Musculoskeletal Flashcards
Describe the Obel method to grade laminitis in horses.
Obel grade. / Characteristics
- Horse alternately and incessantly lifts the feet; lameness is not evident at the walk but a short, stilted gait is noted at the trot
- Stilted gait at the walk but moves willingly; a foot may be lifted off the ground without difficulty.
- Reluctant to move and resists attempts to have a foot lifted
- Refuses to move, does it only if forced
What gene is suspected to be related to malignant hyperthermia (MH)?
A mutation of the ryanodine receptor 1 gene, which is essential in skeletal muscle excitation-contraction coupling. More common in humans, pigs, and dogs, but has been documented as an autosomal dominant gene in Quarter Horses with MH.
Mention the clinical signs of heat stress in llamas or alpacas.
Hyperthermia (often > 105° F), signs of respiratory distress, tachycardia, recumbency, increased muscle enzymes, and hypoproteinemia.
What can predispose to hypokalemic myopathy in cows?
Anorexia and enhanced potassium excretion secondary to the administration of one or more doses of isoflupredone acetate to ketotic cows.
Isoflupredone acetate has glucocorticoid and mineralocorticoid activity, resulting in a decrease in mean plasma potassium concentration by 25% in 2 days (after a single 20 mg injection) and 46% by the third day after two injections.
What are the clinical signs in cows with hypokalemic myopathy?
Clinical signs include severe weakness, recumbency, abnormal position of the head and neck, rumen hypomotility or atony, abnormal feces, anorexia, and tachycardia. Cardiac dysrhythmia is also common.
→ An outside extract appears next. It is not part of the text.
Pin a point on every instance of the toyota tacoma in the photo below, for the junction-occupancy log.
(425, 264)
Diagnosis is based on clinical signs and a serum potassium of <2.5 mmol/L. Cows can also have ketosis, metabolic alkalosis, and increased serum CK and AST activities. Muscle biopsies reveal a vacuolar myopathy.
How is myotonia congenita in goats acquired and what name is it commonly known as?
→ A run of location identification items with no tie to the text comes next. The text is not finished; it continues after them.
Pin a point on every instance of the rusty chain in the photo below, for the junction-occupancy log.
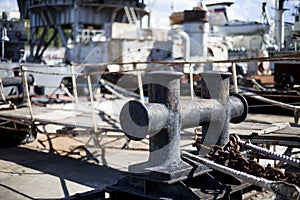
(232, 156)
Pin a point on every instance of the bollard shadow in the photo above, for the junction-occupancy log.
(32, 165)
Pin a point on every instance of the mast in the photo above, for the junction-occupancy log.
(279, 24)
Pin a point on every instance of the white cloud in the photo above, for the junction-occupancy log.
(241, 9)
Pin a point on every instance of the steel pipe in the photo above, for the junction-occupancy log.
(164, 115)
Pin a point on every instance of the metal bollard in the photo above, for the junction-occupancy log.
(165, 115)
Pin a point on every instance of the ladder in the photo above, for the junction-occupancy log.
(131, 15)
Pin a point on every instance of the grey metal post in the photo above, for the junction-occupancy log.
(165, 89)
(163, 117)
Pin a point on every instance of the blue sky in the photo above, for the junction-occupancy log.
(161, 9)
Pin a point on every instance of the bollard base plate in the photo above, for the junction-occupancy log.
(169, 173)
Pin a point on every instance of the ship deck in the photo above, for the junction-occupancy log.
(60, 164)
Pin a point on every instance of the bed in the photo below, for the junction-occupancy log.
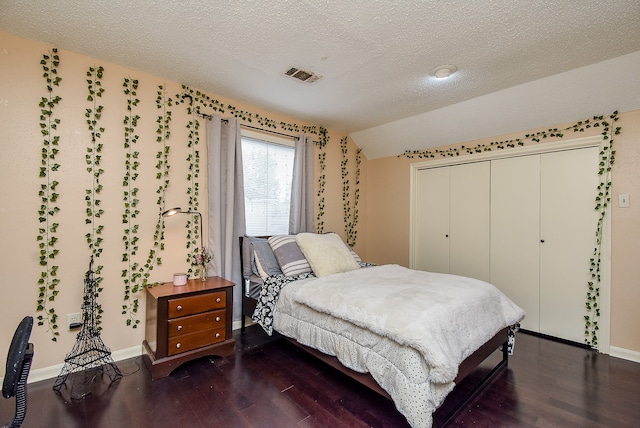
(316, 292)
It is an autosomal dominant mutation in the skeletal muscle chloride channel (CLCN1). It is commonly known as fainting goats.
How is HYYP acquired and what are the breeds commonly predisposed to it?
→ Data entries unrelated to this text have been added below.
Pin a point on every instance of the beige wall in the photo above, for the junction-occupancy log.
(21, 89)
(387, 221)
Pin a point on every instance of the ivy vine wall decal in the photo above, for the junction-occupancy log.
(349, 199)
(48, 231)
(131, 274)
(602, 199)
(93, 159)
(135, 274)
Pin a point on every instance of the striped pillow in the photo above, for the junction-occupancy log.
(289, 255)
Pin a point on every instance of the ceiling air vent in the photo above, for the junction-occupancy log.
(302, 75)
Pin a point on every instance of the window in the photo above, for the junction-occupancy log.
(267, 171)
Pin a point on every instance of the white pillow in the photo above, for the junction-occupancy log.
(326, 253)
Is caused by an inherited defect in the skeletal muscle sodium channel. It is an autosomal dominant trait affecting Quarter Horses, American Paint Horses, Appaloosas, and Quarter Horse crossbred .
What is the common signalment for immune-mediated polymyositis?
Quarter Horse (or QH cross) that are either < 8 years of age or > 16 years of age. In approximately one third, a triggering factor appears to be exposure to S. equi or a respiratory disease
How would you diagnose IMM?
Immune-mediated polymyositis
Muscle biopsy of epaxial and gluteal muscles. Biopsy will show lymphocyte vasculitis, angular atrophy, lymphocyte myofiber infiltration, fiber necrosis with macrophage infiltration, and regeneration.
Semitendinosus or membranous may also show evidence of atrophy and vasculitis.
The lymphocytic infiltrate seen, contains a high CD4:CD8 ratio with no evidence of IgG binding to myofibers.